There's another discrepancy. Those 660,000 shares given to Mr Hsieh have to be bought from the open market. Over the two years, the average price of SGX shares was $8.11, according to Bloomberg data. This means the company may have paid up to $5.35 million in cash to buy those shares from the market - against the total sum of $2.11 million, as reflected in the annual reports. While the final cash outlay is likely to be less than $5.35 million (since SGX could and did time its purchases), the actual figure still should not be anything approaching the fair values used.

Having said that, the difference between cash outlay and booked expenses is charged straight to equity, so there is nothing sinister in the discrepancies. These result from the extraordinary run-up in SGX's share price since 2005, when they traded at around $1.65.

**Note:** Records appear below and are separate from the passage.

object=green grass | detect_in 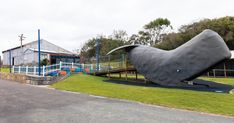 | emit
[200,77,234,85]
[52,75,234,116]
[0,68,10,73]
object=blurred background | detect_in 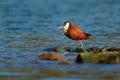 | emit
[0,0,120,79]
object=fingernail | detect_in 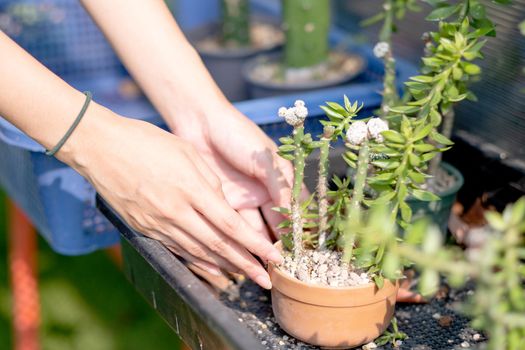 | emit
[254,275,272,289]
[267,250,284,264]
[205,267,222,276]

But in other cases, the fair value of the shares could differ markedly from the market price. SingTel used Monte Carlo valuation to arrive at a fair value of $1.41 and $1.44 per share for two share award schemes for top executives in May 2005. The market price then was around $2.50 - about 75 per cent higher. The difference was due to the market vesting conditions, such as total shareholder return, that the company uses to judge executive performance.

By the time the shares vested, in June 2008, SingTel was trading at over $3.70. CEO Chua Sock Koong, previously CEO (International) and group CFO, received up to $1.97 million - $937,904 of which may have been settled in cash at $3.73 a share, the market price on the date the shares were vested, and which is over 2.5 times the fair value (the share-based payment should rightly be thought of as reward for three years of performance, and split accordingly).

There are two issues here. First, should executive pay valued at market price be disclosed as well? Pay for performance means that actual pay - that is, the market value of what executives actually get when they get it - matters too. Shareholders shouldn't have to parse annual reports and regulatory filings for the information, and possibly get it wrong. Second, fair values matter too. Share grants are meant to partly replace cash bonuses and, in theory, help create better alignment between managers and shareholders. But if fair values are artificially depressed - say, if gloomier assumptions are used in the calculations - then the executive ends up with more shares and more pay than he or she should. And it's very hard to tell when this happens.

Both SGX and SingTel are what one senior accountant calls 'first in class' in terms of disclosure and corporate governance, so no worries there. But others with weaker standards might find loopholes.